Melmed has led students from the religious institute in the Yitzhar settlement in the north of the West Bank on a mission to pillage the Palestinian olive crops, and this was aired on Israeli television.

Rabbi Dov Lior, head of the Council of Rabbis in the Israeli settlements, has also told settlers to uproot and burn Palestinian trees.
The situation in Gaza, an area in which there are no settlers or Israeli army, is no better.

Most of the agricultural land in Gaza is situated close to the border line with Israel. The border area is currently being bombarded by the Israeli army, on the pretext that Palestinian fighters are using it to fire rockets at Jewish settlements.
Farmers, desperate to collect their harvest, have to take great risks in order to reach their fields.

Gamal Selim, who owns an olive farm just east of the Karara village, said that he had had to recruit 30 of his relatives and friends in order to finish collecting the harvest for fear of Israeli gunfire.

Palestinians in the West Bank and Gaza have formed groups for the defence of the olive farmers, and a youth campaign called “You Are Not Alone” has been offering support to farmers through volunteers who help them collect the harvest and stand guard to repel the Israeli settlers.

The volunteers include college and school students, members of youth clubs, as well as foreign sympathisers.

One of the youth groups supporting the farmers is “The Youth Rally against Settlement”, which organises patrols to guard the farms.

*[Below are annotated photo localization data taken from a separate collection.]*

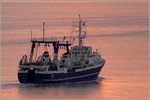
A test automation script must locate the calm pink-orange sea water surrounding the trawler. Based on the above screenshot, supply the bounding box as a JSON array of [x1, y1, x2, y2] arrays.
[[1, 2, 148, 100]]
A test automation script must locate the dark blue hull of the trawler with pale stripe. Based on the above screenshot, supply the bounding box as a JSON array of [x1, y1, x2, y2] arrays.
[[18, 65, 103, 84]]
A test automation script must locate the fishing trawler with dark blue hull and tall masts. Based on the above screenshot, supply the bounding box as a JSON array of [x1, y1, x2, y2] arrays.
[[18, 17, 105, 84]]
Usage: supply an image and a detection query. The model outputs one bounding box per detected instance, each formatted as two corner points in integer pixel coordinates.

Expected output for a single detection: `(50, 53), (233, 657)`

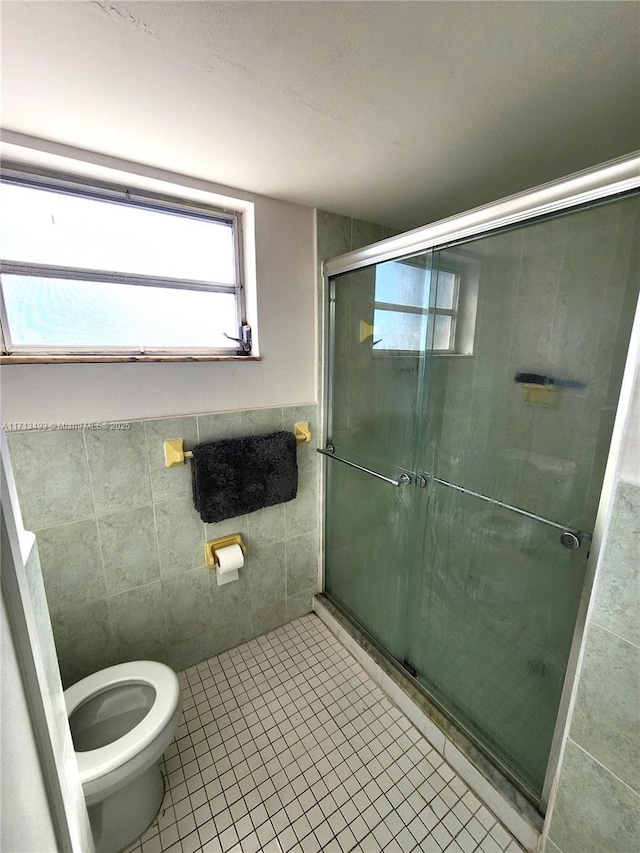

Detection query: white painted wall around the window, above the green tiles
(0, 141), (317, 423)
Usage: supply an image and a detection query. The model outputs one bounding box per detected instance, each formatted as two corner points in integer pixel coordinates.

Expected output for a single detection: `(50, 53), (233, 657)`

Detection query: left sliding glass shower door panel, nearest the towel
(325, 253), (430, 662)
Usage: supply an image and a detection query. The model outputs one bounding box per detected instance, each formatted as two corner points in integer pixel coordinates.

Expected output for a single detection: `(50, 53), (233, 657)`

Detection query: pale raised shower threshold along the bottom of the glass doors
(314, 593), (544, 849)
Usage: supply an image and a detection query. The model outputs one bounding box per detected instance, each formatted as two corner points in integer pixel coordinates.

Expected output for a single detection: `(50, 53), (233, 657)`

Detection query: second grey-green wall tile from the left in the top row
(85, 423), (151, 515)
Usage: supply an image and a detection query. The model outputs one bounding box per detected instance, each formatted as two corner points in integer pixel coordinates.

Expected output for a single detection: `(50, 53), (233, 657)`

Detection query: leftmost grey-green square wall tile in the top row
(9, 430), (93, 530)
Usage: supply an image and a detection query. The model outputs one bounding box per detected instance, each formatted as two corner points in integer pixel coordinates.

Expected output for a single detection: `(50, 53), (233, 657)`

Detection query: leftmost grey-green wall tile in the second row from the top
(37, 519), (107, 613)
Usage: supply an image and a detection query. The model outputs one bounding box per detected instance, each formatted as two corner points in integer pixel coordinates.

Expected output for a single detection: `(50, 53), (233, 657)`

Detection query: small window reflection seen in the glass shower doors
(373, 254), (464, 354)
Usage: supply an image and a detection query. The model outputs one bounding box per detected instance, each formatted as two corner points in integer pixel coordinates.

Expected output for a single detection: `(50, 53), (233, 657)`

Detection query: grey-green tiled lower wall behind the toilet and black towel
(9, 405), (319, 686)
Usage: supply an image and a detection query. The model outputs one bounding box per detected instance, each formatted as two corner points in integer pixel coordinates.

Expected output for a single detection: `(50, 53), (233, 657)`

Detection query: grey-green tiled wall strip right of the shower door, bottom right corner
(545, 480), (640, 853)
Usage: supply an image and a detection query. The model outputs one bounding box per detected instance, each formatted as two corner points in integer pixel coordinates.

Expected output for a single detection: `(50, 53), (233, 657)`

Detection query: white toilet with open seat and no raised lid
(64, 661), (180, 853)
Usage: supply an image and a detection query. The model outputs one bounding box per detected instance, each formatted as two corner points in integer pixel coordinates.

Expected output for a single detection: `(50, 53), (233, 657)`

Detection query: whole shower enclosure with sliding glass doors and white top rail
(319, 159), (640, 813)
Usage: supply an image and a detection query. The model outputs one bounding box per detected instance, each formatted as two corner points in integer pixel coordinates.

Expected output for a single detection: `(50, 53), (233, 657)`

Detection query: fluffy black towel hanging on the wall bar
(192, 432), (298, 522)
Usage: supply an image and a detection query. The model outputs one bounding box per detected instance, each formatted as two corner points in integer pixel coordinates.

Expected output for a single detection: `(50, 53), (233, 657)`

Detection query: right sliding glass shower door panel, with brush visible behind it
(406, 197), (638, 799)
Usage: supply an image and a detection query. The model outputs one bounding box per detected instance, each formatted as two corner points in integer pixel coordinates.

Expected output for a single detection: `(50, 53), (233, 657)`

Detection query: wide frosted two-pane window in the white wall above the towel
(0, 168), (251, 360)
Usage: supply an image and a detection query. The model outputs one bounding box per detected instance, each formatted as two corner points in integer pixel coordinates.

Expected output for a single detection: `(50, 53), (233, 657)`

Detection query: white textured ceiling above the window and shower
(1, 0), (640, 228)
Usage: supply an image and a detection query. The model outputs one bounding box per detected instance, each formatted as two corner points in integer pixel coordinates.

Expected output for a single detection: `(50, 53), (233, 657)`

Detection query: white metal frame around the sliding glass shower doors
(320, 152), (640, 813)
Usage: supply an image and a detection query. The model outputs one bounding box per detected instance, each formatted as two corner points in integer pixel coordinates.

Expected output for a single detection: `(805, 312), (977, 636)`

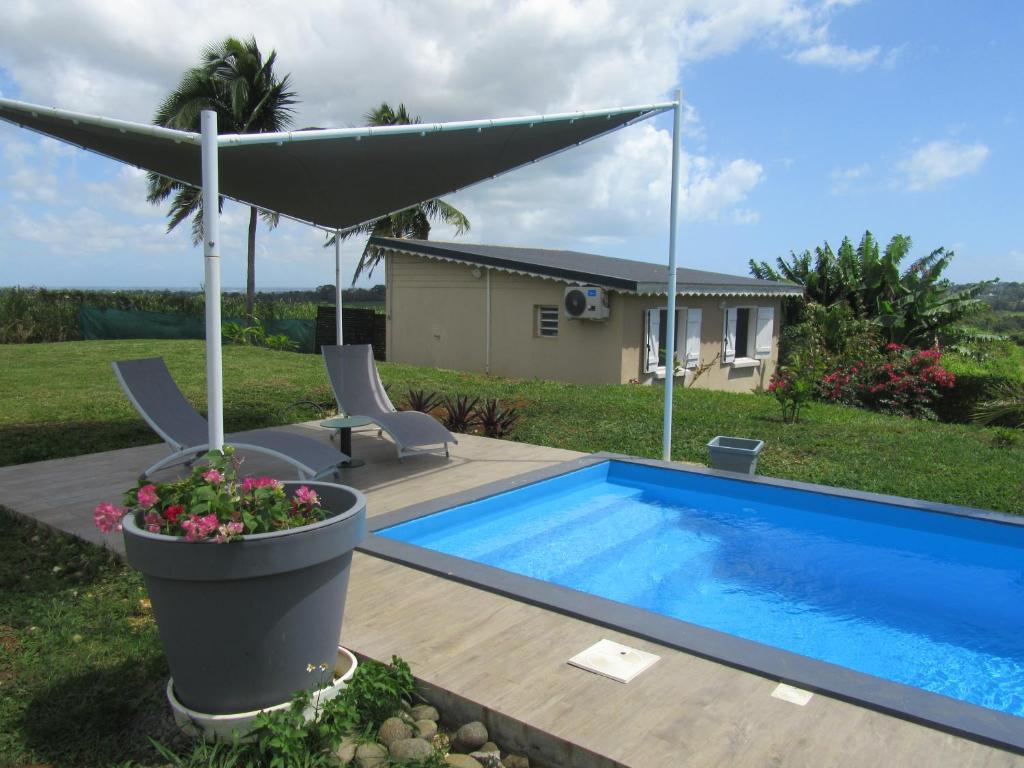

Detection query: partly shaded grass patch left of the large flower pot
(0, 508), (174, 768)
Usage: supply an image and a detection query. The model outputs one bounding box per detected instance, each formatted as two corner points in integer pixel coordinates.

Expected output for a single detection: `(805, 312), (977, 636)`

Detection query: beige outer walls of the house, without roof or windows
(385, 252), (780, 391)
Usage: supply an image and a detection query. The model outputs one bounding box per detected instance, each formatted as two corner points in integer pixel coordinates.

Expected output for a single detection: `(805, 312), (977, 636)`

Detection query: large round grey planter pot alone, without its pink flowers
(124, 482), (367, 715)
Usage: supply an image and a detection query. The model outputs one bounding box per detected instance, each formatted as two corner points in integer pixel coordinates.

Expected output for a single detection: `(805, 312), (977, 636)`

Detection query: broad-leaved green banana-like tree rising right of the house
(750, 231), (989, 346)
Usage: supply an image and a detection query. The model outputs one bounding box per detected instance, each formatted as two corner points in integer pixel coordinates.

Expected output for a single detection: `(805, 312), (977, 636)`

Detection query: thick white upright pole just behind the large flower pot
(201, 110), (224, 449)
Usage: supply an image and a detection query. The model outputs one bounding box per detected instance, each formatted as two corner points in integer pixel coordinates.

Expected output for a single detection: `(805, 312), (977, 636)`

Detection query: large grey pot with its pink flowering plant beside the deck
(93, 446), (366, 715)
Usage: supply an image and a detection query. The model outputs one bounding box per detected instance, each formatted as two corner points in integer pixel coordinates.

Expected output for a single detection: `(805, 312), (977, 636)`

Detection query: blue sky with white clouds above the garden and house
(0, 0), (1024, 289)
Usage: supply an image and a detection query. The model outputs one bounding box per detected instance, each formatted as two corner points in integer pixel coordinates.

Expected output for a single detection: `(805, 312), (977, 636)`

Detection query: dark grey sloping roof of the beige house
(370, 238), (804, 296)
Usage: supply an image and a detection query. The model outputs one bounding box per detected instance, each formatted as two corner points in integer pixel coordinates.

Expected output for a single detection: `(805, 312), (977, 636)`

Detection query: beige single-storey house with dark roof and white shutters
(369, 238), (803, 392)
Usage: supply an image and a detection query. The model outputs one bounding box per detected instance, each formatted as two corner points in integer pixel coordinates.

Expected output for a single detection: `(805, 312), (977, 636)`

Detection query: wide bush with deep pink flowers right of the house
(818, 344), (955, 419)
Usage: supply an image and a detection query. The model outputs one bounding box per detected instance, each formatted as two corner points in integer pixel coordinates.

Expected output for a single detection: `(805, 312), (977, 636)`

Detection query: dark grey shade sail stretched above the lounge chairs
(0, 99), (674, 229)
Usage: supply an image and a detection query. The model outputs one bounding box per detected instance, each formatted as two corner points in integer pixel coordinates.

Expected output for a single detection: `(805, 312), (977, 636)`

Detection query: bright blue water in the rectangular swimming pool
(378, 461), (1024, 717)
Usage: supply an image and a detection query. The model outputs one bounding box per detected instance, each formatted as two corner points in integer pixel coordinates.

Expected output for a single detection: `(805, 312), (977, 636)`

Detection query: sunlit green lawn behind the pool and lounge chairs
(0, 341), (1024, 514)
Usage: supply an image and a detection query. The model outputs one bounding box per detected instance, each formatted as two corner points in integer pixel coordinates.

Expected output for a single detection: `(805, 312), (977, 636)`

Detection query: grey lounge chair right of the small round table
(322, 344), (459, 459)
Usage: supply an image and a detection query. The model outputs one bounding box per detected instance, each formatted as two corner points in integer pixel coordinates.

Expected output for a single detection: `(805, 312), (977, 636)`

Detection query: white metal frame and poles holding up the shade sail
(0, 90), (682, 460)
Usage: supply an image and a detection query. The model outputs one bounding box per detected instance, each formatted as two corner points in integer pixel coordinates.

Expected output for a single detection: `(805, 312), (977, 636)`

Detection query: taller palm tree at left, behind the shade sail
(146, 37), (297, 323)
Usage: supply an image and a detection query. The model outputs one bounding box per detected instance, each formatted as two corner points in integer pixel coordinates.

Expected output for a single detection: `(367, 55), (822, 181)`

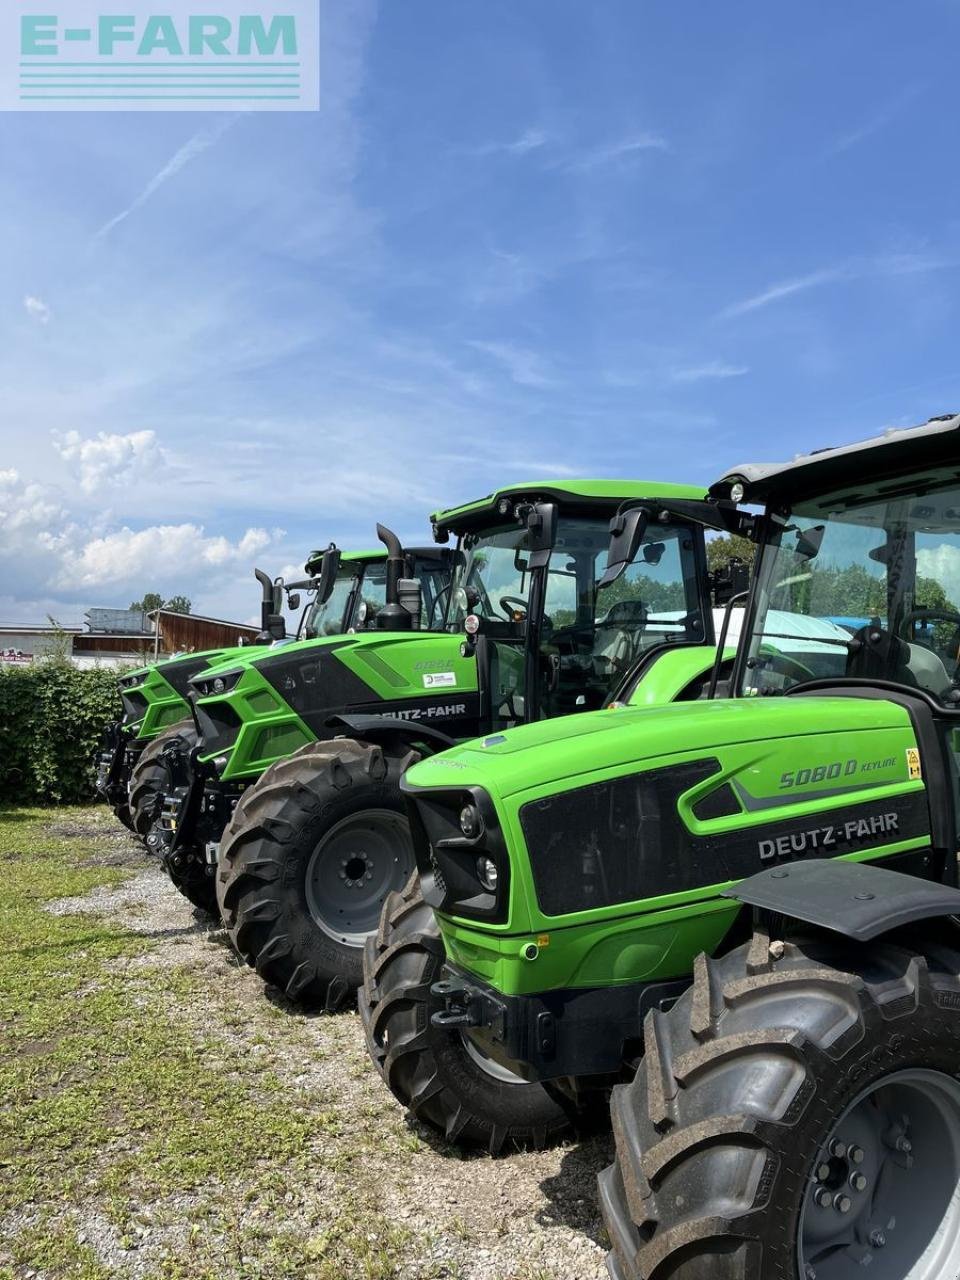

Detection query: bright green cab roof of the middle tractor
(430, 480), (707, 532)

Mondhir Ziyada, a member of the group, says that he and his colleagues have foiled attempts by Israeli settlers to steal the olive harvest from several villages.
“Many times, we have caught settlers stealing. Then the Israeli army intervenes and takes their side against us,” Ziyada said.

Ashraf Amr, a member of “Steadfast”, another farm-protection group, says that members of his outfit have foiled more than one attempt by settlers to steal the olive crops from villages close to Hebron.

Khaled Mansour, an anti-settlements activist, said that current measures were not enough to protect the farmers or deter the settlers. “It is not enough for the PA to denounce the attacks. There must be real measures taken to protect and support the farmers,” he said.

Mansour said that it was wrong for the PA to continue security cooperation with the Israeli army while the latter covers up for the settlers’ assaults.

The PA was asked by farmers to send security personnel to guard the olive farms, but it ignored the request.

The assaults are bound to have a political outcome, Mansour says.
“The assaults are a cause for an explosion in the Palestinian territories. The people cannot tolerate more assaults against their land, livelihood and houses. They are ready for a new Intifada against the occupation,” he adds.